Le interpellanze contro i ministri dell'attuale governo continuano nel Congresso della Repubblica, che sta preparando, per i prossimi giorni, almeno 6 mozioni di questo tipo contro i membri del gabinetto per convocarli in Parlamento per rispondere alle domande nei rispettivi settori. Una di queste misure è rivolta allo stesso presidente del Consiglio dei ministri, Aníbal Torres.
CONTRO ANIBAL TORRES
Il deputato Flor Pablo Medina, del partito Morado, ha presentato una mozione di interpellanza pochi giorni fa contro il presidente del Consiglio dei ministri per spiegare le ragioni del coprifuoco imposto a Lima e Callao il 5 aprile e le indagini sulle persone uccise nelle proteste per la chiusura dei vettori.

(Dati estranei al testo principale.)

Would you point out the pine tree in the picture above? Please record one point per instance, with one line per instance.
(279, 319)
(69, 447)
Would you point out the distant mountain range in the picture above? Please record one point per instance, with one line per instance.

I seggi che hanno firmato l'ordine erano: Partito Morado (3), Avanza Pais (6), Azione Popolare (4), Somos Perù (2), Alleanza per il Progresso (2), Forza Popolare (2), Rinnovamento popolare (1), Insieme per il Perù (1) e Ungrouped (1, Carlos Anderson Ramírez).
Flor Pablo ha indicato che se l'iniziativa sarà ammessa e le risposte del Primo Ministro non saranno soddisfatte, verrà promossa una censura per Aníbal Torres per lasciare l'incarico.
«Spero che l'interpellanza venga data e se non soddisfano le risposte del premier, per poter procedere a una censura. Non solo è la restrizione delle libertà, ci sono anche sei morti di connazionali», ha detto in un dialogo con la tv Rpp.
ALTRE INTERPELLATIONI
Secondo il quotidiano Correo, delle 6 mozioni di interpellanza totali, tre sono già state presentate all'Ufficio del Congresso, una è in preparazione e due sono in procinto di raccogliere firme.
Un'altra delle mozioni di interpellanza è contro il ministro dell'Interno Alfonso Chavarry, che dovrà rispondere delle azioni della Polizia Nazionale Peruviana (PNP) durante le proteste di questo mese che si sono svolte in varie parti del Paese e per la morte dei manifestanti. Questa mozione è stata presentata il 12 aprile dalla Democratic Change Bank.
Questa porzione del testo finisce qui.